BIO Web Conf.
Volume 56, 202343rd World Congress of Vine and Wine
|Number of page(s)||6|
|Published online||24 February 2023|
UV-C treatment: A non-thermal inactivation method for microbiological stabilisation of must and wine
1 Weincampus Neustadt/DLR Rheinpfalz, Institute for Viticulture and Enology ; Breitenweg 71, 67435 Neustadt an der Weinstraße, Germany
2 Max Rubner-Institut, Federal Research Institute of Nutrition and Food, Haid-und-Neu-Straße 9, 76131 Karlsruhe, Germany
* Corresponding author: email@example.com
UV-C treatment is discussed as an effective and efficient method to inactivate harmful microorganisms in wine and other viticultural products. In comparison to other stabilisation techniques, the application of UV-C is thought to be beneficial to reduce energy costs and to minimize SO2 addition. The object of this work was to determine the lethal UV-C dose for harmful microorganisms such as Brettanomyces bruxellensis and Acetobacter aceti. The concept of 5-log inactivation was applied and the Weibull model was used to compare different microbial and wine parameters. Microbial relevant UV-C doses and 2-fold overdose treatments and how they affected chemical and sensory changes of wine were investigated.
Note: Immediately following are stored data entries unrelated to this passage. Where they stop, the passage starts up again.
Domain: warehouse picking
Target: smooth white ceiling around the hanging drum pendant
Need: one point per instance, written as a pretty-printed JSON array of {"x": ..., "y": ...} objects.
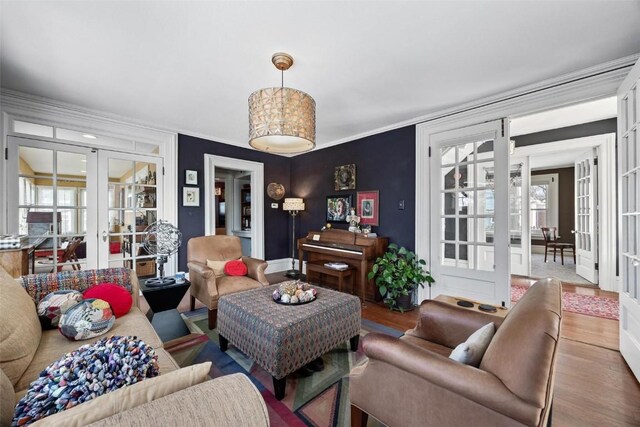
[{"x": 190, "y": 66}]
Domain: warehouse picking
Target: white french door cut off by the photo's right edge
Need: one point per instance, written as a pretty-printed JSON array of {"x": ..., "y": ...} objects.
[{"x": 629, "y": 196}]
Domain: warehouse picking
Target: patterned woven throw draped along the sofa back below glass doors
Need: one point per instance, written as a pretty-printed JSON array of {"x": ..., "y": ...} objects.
[{"x": 40, "y": 285}]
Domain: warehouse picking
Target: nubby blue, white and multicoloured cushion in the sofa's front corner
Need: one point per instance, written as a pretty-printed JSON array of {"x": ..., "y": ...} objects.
[{"x": 82, "y": 375}]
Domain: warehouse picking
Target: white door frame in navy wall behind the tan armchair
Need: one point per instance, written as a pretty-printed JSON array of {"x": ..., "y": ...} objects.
[{"x": 211, "y": 162}]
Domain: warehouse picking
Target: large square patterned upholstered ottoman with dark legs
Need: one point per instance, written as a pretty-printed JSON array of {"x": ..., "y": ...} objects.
[{"x": 284, "y": 338}]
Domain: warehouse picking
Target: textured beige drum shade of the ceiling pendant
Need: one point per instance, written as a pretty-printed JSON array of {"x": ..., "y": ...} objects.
[{"x": 282, "y": 120}]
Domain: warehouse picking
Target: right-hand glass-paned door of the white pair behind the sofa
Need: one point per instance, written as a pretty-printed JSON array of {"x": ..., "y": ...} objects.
[{"x": 131, "y": 187}]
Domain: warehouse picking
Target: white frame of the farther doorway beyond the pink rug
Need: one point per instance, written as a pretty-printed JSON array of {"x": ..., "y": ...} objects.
[{"x": 605, "y": 144}]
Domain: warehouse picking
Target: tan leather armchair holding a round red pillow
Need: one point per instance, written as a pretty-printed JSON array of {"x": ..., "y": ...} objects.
[{"x": 205, "y": 286}]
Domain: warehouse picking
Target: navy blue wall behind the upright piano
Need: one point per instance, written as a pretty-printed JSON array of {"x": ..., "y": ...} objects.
[{"x": 384, "y": 162}]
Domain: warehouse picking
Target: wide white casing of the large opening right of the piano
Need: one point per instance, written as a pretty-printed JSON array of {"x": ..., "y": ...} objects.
[{"x": 561, "y": 94}]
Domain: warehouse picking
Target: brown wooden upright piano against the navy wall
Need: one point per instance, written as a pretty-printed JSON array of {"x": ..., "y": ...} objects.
[{"x": 354, "y": 249}]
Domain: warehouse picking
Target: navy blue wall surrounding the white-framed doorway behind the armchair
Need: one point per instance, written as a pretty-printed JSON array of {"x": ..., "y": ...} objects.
[{"x": 191, "y": 151}]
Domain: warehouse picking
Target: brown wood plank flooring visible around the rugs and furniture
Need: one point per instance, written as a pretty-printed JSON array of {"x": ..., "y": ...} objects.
[{"x": 593, "y": 387}]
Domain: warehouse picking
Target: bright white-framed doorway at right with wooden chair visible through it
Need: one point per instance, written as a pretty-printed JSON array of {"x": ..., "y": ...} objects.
[{"x": 572, "y": 189}]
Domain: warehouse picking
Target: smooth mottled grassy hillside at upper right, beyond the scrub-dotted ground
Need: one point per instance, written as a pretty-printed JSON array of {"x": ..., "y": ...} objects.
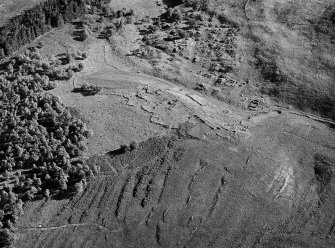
[{"x": 292, "y": 45}]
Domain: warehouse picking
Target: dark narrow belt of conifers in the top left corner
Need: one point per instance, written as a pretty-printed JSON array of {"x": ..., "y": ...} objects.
[{"x": 24, "y": 28}]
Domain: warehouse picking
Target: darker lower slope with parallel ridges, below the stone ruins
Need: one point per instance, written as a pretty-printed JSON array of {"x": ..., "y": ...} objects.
[{"x": 194, "y": 189}]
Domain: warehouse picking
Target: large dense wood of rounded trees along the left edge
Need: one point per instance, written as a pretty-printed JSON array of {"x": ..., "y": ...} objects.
[{"x": 42, "y": 144}]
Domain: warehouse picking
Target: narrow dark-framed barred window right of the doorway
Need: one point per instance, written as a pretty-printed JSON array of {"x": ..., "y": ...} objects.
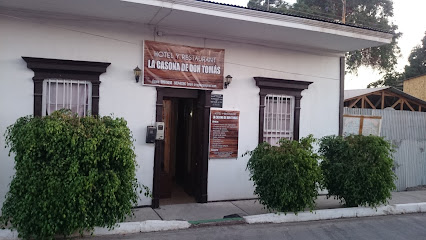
[{"x": 279, "y": 108}]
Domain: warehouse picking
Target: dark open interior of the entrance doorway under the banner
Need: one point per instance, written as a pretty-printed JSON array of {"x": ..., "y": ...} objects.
[{"x": 177, "y": 167}]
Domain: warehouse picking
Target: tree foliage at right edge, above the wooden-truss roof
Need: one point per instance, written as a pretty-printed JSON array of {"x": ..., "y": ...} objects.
[{"x": 416, "y": 67}]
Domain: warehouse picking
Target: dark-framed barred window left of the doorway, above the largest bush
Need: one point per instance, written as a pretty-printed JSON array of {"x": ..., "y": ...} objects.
[{"x": 66, "y": 84}]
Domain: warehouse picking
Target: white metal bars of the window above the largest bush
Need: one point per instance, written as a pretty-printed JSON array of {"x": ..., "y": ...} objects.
[{"x": 68, "y": 94}]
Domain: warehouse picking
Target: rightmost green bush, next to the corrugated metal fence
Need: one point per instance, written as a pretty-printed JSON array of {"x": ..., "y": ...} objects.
[{"x": 358, "y": 169}]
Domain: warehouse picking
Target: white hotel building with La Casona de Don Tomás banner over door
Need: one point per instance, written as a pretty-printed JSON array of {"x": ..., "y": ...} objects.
[{"x": 287, "y": 73}]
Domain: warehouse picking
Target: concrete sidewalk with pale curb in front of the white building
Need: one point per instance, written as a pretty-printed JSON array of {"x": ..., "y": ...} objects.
[{"x": 182, "y": 216}]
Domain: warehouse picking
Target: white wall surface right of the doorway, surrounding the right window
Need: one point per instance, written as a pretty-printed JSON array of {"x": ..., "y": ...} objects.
[{"x": 319, "y": 105}]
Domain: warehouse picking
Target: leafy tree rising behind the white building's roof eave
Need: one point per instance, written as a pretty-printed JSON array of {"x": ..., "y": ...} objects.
[{"x": 374, "y": 14}]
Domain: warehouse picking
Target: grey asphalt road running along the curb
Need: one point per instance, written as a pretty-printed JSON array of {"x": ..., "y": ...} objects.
[{"x": 410, "y": 227}]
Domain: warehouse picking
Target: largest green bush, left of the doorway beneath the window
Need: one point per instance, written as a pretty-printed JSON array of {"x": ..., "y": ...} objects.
[{"x": 72, "y": 174}]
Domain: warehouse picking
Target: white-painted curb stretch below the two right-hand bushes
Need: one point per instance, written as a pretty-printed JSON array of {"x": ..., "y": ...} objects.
[{"x": 328, "y": 214}]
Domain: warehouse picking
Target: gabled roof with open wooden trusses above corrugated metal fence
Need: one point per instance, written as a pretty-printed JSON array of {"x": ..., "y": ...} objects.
[{"x": 382, "y": 98}]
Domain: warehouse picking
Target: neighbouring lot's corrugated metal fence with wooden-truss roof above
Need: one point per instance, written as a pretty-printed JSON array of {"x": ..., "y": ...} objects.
[{"x": 398, "y": 117}]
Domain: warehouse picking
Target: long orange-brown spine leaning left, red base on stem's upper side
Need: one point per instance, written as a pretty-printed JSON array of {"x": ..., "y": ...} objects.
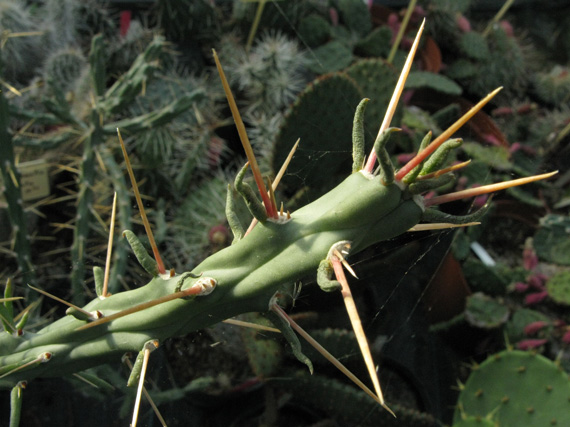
[{"x": 270, "y": 209}]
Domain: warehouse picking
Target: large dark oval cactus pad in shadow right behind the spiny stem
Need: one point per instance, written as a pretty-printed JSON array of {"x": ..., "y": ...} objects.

Riesling and Pinot noir wine, which have different absorbance at 254 nm, were individually inoculated with microorganisms at different inoculation numbers. The results showed that the Weibull model is appropriate to predict the lethal UV-C dose. Already at microbially relevant doses, UV-C treatment can lead to significant changes in the colour and concentration of aroma compounds in white wine. Higher concentrations of 2-aminoacetophenone were found with increasing UV-C doses. Hence, UV-C overdosing can cause the “atypical ageing” off-flavour in wine. However, microbially relevant UV-C doses change the sensory properties of wine more towards a typical ageing character.